If these two astronomical objects (the black hole and the white hole) are connected, what can act as glue? The connection is through a wormhole or by a throat, earlier known as an Einstein-Rosen Bridge, as this theory was put forward by Albert Einstein and Nathan Rosen.
“Time travel used to be thought of as just science fiction, but Einstein’s general theory of relativity allows for the possibility that we could warp space-time so much that you could go off in a rocket and return before you set out.”
- Stephen Hawking
Do wormholes actually exist?
NO. Studies have revealed that the configuration of matter and energy to create a hole after a collapse (like a black hole collapsing on itself to form a singularity) is unstable.

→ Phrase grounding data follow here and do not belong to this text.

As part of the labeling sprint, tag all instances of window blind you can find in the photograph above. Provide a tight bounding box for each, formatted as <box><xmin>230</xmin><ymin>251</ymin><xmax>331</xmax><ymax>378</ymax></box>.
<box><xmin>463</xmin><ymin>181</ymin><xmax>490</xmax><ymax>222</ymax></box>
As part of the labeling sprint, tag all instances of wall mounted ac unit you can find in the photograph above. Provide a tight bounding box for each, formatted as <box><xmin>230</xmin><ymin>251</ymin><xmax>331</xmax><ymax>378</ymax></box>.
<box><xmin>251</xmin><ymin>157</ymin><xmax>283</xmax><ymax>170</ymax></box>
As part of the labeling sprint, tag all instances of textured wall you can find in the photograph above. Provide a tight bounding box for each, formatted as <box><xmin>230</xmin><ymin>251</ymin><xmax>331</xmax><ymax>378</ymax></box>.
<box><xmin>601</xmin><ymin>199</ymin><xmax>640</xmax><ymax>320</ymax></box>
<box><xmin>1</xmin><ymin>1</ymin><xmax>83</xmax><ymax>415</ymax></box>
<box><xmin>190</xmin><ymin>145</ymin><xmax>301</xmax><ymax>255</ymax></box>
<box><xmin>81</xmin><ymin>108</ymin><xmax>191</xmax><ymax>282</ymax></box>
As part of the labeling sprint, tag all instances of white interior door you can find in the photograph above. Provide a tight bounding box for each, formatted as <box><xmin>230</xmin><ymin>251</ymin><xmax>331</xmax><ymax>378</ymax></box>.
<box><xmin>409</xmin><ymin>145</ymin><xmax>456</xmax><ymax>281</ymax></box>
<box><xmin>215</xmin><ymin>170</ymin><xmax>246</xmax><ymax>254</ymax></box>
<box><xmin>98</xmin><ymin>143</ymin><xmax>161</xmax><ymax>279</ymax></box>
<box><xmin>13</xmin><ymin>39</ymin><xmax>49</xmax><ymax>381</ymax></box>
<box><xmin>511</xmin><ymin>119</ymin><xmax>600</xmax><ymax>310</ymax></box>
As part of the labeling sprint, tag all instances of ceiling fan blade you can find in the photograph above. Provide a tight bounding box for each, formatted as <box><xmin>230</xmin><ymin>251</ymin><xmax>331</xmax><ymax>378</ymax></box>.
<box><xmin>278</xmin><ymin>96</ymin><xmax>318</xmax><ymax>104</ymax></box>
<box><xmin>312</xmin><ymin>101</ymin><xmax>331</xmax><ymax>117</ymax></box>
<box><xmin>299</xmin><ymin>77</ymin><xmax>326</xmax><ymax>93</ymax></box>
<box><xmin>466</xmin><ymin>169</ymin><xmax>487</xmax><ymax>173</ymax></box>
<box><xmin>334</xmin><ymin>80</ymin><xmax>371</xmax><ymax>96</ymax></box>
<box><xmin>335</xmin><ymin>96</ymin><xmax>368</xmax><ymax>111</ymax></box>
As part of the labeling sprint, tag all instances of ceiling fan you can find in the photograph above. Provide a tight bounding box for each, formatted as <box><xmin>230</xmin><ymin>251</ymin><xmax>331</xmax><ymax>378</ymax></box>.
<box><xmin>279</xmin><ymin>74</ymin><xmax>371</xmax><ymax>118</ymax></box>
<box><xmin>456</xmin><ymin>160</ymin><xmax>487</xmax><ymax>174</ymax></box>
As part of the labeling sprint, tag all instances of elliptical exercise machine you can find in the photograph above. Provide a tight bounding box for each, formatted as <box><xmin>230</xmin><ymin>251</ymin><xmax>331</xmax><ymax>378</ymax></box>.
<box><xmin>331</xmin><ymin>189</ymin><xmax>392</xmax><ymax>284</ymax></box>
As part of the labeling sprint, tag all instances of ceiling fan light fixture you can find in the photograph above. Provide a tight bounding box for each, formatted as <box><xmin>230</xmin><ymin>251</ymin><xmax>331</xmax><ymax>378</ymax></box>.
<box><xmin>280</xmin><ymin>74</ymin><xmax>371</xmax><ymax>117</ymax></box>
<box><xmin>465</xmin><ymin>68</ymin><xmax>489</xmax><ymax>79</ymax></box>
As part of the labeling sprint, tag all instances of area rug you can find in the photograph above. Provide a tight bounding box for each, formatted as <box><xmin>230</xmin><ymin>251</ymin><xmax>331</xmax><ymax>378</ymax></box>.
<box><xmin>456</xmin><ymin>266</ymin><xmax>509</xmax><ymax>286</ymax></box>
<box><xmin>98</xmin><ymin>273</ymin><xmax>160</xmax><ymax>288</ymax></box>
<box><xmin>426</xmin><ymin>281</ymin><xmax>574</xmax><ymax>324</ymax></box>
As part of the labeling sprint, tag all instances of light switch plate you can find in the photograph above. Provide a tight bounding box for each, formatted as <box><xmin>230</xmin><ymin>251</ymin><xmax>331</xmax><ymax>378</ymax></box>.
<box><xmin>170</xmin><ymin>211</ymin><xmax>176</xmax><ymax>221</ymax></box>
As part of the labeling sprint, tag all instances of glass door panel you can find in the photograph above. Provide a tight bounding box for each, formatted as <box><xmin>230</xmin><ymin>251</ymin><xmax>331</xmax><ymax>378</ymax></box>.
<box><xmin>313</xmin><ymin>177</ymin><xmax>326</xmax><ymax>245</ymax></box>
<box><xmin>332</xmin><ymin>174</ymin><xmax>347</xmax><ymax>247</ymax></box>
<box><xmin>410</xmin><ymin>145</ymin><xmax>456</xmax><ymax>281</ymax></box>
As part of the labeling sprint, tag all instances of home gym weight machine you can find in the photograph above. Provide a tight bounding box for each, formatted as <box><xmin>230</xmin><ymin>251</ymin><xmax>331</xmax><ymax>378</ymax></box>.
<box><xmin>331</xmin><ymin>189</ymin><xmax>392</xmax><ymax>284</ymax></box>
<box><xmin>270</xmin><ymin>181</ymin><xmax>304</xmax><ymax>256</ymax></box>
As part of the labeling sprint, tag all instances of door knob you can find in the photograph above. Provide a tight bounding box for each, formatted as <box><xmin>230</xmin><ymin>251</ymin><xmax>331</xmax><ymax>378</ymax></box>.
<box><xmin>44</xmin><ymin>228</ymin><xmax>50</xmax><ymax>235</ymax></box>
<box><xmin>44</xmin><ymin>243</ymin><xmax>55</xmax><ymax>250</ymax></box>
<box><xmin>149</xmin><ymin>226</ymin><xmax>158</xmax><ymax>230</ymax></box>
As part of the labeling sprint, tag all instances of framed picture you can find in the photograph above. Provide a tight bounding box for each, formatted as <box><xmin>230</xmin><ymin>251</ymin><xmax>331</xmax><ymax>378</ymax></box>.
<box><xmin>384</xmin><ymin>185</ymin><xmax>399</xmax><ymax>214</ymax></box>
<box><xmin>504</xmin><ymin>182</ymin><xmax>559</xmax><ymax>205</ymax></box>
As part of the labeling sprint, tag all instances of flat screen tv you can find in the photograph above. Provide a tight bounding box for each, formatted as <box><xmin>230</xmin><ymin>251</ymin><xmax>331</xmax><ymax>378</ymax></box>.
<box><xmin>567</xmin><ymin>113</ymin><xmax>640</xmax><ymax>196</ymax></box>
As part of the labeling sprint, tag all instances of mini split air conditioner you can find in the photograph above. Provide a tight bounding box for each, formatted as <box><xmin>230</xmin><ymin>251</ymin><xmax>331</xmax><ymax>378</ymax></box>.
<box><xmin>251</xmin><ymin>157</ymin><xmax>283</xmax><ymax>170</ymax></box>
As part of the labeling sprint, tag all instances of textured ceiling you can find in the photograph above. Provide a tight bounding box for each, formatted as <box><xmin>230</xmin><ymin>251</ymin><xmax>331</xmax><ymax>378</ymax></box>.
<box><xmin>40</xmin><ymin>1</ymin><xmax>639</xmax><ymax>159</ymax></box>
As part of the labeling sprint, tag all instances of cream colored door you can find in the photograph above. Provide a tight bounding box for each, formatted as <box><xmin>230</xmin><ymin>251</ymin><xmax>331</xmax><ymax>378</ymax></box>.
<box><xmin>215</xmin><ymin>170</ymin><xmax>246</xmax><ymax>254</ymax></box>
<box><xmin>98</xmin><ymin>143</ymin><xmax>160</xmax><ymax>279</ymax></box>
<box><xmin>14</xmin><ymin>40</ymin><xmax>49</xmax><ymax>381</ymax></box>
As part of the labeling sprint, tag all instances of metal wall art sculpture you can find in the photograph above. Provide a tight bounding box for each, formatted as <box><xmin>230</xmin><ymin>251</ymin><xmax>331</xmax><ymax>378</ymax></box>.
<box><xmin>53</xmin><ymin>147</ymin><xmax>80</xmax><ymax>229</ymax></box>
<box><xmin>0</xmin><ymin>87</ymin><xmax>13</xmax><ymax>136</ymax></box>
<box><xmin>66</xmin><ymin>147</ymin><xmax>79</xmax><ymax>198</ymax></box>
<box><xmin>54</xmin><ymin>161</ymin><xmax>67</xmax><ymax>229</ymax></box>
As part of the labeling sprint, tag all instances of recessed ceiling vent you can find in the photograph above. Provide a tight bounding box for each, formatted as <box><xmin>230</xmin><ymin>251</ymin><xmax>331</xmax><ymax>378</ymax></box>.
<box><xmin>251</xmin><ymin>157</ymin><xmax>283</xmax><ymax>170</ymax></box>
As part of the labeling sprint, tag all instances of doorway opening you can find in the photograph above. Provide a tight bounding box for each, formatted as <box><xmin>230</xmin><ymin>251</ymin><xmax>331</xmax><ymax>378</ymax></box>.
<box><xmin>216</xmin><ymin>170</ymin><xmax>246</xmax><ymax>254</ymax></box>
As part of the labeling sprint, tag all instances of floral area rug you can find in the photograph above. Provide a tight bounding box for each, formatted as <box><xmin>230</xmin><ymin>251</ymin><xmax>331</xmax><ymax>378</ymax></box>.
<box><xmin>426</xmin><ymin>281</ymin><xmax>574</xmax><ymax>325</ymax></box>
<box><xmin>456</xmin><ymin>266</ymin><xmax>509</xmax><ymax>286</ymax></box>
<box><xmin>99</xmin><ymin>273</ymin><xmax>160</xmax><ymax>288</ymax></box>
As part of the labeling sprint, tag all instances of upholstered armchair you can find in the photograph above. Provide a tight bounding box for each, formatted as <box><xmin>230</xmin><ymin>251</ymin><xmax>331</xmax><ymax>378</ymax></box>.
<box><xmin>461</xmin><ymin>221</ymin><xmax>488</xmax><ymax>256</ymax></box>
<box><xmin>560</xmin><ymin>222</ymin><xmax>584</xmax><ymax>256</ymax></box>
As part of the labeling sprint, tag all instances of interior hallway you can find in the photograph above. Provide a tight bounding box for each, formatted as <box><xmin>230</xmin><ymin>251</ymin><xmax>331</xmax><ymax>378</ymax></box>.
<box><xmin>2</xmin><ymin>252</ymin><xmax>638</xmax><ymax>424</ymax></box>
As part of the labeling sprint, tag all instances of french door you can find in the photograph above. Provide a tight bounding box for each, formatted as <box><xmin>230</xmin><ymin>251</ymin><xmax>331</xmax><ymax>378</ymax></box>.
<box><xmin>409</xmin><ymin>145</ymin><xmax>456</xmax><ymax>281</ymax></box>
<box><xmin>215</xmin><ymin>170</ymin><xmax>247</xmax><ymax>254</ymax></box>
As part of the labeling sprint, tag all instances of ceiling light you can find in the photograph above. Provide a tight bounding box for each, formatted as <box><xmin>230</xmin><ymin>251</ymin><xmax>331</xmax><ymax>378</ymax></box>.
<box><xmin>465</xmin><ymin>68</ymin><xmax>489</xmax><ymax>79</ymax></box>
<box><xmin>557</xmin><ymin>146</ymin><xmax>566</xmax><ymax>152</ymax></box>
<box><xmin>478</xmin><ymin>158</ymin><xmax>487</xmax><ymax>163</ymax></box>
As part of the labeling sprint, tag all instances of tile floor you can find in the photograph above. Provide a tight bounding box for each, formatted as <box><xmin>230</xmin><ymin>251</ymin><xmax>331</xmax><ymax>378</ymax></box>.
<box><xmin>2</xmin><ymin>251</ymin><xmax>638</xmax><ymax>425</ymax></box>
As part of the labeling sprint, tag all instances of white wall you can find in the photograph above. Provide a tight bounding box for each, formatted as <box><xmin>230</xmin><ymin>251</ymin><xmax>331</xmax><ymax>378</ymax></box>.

In other words, we can have a stable black hole distorting the space-time fabric but the wormhole geometries are inherently unstable because it has to actively hold itself to remain open. If a wormhole breaks up or collapses, then we will leave our universe, never to return. The only material that can be used to stabilize them against pinching off is the material having negative energy density, known as Exotic Matter.
All forms of matter familiar to us have positive energy density. Thus, no classical matter can do this. This left us with the idea that wormholes are may be hypothetical. Moreover, there’s a major flaw in this whole theory yet developed.
Between the time of wormholing, Earth would have moved into its orbit. So, if we could have time traveled back by the Wormholes, we would be landing in a vacuum of space and hence we would all die.
Thus, we can’t travel back to the same space from where we left. It again rules out the possibility of the existence of macroscopic wormholes.
It appears unlikely that nature allows the existence of wormholes. There is great uncertainty in the arguments to allow theoretical physicists to continue studying this odd and intriguing aspect of space-time. It is fun cinematically to portray and time travel through them but nobody has yet seen a wormhole, nor are we certain that they exist.
What we only know is they seem to show up when we do calculations and that is why many physicists suspect that they might actually be out there in the real universe.